For Bishop Phelan the contract with the local Catholic community was that a new church had to be built before the convent and the school were established. As indicated, the church was funded and built in less than one year.

In early 1915 when Bishop Phelan set down this contract with the local Catholic community, relations between the various religions in the community were, apparently, unremarkable and, as already noted, there was certainly no difference in terms of support for the War. Yet, even then it did not take much to stir religious controversy. In his preaching that day, Phelan focused on what he saw as the evil of ‘secularism’ and he used France as his example. Secularism for Phelan equated to godlessness and religious persecution. In fact, secular schooling, as far as Bishop Phelan was concerned, was in large part the cause of France’s parlous situation. In the same sermon he was quoted as claiming:

The present state of France is due to the secular education imparted by a masonic and infidel government in the public schools to the last generation of children. … In his opinion the present awful war was in one aspect due to the iniquities in France, which are directly traceable to infidel education imparted in the schools. It was up to Almighty God to chastise that nation and bring her back to a right sense.

The risks involved with such sweeping condemnations of secularism and secular education became very quickly apparent. One week later (12/5/15)  in the Gippsland Standard and Alberton Shire Representative there was a very extensive letter from Francis Blanc – farmer from Alberton West – highly critical of both Bishop Phelan and his arguments. Not only did he attack Phelan for being hostile to the French, he actually made the claim that Phelan was a ‘friend’ of the Germans. He also aired the (conspiracy) theory that the Vatican was supporting the Germans. As well, based on his own experiences as a school boy in France in the 1860s in Catholic schools, he blasted the failings of the very education system that Bishop Phelan advocated.  Essentially, Blanc argued that in his personal experience the ‘learning’ in Catholic schools in France had covered not much more than religious dogma and indoctrination.  Further, he argued that the weakened state of the Catholic Church in France was the direct result of the Church’s involvement in politics and, in particular, its support for the restoration of the Bourbons. Finally, in praising the contemporary secular system of education in France, Blanc also noted that it was the same as the Victorian model of compulsory and secular schooling.
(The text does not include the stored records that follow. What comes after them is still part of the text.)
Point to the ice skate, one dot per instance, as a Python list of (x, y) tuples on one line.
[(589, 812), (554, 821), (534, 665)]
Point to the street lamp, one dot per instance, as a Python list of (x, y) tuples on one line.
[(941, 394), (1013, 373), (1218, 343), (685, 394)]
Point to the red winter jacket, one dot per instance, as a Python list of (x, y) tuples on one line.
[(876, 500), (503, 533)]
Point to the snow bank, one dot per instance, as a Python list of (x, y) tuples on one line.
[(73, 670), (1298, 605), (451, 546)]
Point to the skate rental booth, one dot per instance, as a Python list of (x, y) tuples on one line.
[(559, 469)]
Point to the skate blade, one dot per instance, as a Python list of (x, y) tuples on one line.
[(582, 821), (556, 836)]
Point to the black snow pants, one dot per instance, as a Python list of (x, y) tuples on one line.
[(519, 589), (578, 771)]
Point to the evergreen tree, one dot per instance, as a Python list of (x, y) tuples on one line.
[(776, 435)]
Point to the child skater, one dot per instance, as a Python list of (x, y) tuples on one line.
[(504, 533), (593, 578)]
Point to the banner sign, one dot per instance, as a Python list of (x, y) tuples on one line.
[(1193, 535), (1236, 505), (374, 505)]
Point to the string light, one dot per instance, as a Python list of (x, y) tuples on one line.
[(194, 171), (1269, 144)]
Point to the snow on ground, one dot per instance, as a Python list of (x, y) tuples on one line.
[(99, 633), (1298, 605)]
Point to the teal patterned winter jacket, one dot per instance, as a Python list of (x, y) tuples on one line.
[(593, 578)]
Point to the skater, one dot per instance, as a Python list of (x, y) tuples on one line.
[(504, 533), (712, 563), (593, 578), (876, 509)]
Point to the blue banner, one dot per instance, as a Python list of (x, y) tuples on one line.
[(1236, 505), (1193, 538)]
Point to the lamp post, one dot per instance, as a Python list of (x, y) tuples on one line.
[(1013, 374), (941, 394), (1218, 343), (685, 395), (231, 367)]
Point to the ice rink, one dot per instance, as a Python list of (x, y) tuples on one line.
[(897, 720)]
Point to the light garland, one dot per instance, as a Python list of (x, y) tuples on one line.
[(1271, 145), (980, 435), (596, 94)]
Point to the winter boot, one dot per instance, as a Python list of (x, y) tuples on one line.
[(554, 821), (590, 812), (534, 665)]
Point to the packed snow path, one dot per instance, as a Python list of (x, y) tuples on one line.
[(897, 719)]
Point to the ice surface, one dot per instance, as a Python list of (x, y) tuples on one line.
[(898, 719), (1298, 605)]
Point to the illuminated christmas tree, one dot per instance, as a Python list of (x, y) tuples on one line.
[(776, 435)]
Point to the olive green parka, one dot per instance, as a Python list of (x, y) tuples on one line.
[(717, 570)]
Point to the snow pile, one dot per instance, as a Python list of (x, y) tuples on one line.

Two days later (14/5/15), Fr Sterling felt the need to defend Bishop Phelan with his own letter to the editor. Stirling did not engage in the argument on the claimed failures of secular education. Nor did he  tackle the issue of church-state relations in contemporary France. Rather, his primary intention was to defend Phelan against the charge of disloyalty;

I am in a position to know that the Bishop is thoroughly anti-German in the present war, and when in Ireland made several speeches to the Nationalist Volunteers urging them to go to the front.

Additionally, Sterling refuted the claims about the Pope supporting the German side, or, more correctly, the claim that the Vatican had not been prepared to support to the cause of Belgian relief. He also made a point of praising both France and the French, and he pointed to his own family’s close association with the country – at the time he had 3 siblings living and working in France. The letter stands as an urgent exercise in damage control.

Bishop Phelan’s views on the contemporary secular state and, more significantly, its State system of education represented one of the fundamental fault lines in early 20 C Australian society; and this particular episode showed just how much tension and division there was to draw on and how quickly the old enmity could flare up.

The Catholic position on education was that children’s religious growth and development were at least as important as their mastery of the conventional – ‘secular’ – curriculum. For Catholics, both components of education had to be delivered, preferably by a religious order, within a school that was distinctly Catholic in its culture and daily practices. Moreover, the local Catholic primary school was seen as a highly visible manifestation of the strength of the local Catholic parish. Bishop Phelan’s deeper message to the Catholics of Yarram in early 1915 was that they needed first to build a church that truly represented their standing in the wider community, and then establish a Catholic primary school that would develop the Catholic identity of the local children, strengthen Catholic families and serve as proof of the strength of the local Catholic community.

The Catholic position was commonly seen by many as divisive and exclusive. It effectively removed Catholic children from the mainstream, secular state school and denied that a common education could characterise Australian society. It also meant scarce resources were compromised. The push for the Catholic school occurred at the same time as the community was lobbying for a higher elementary school in Yarram.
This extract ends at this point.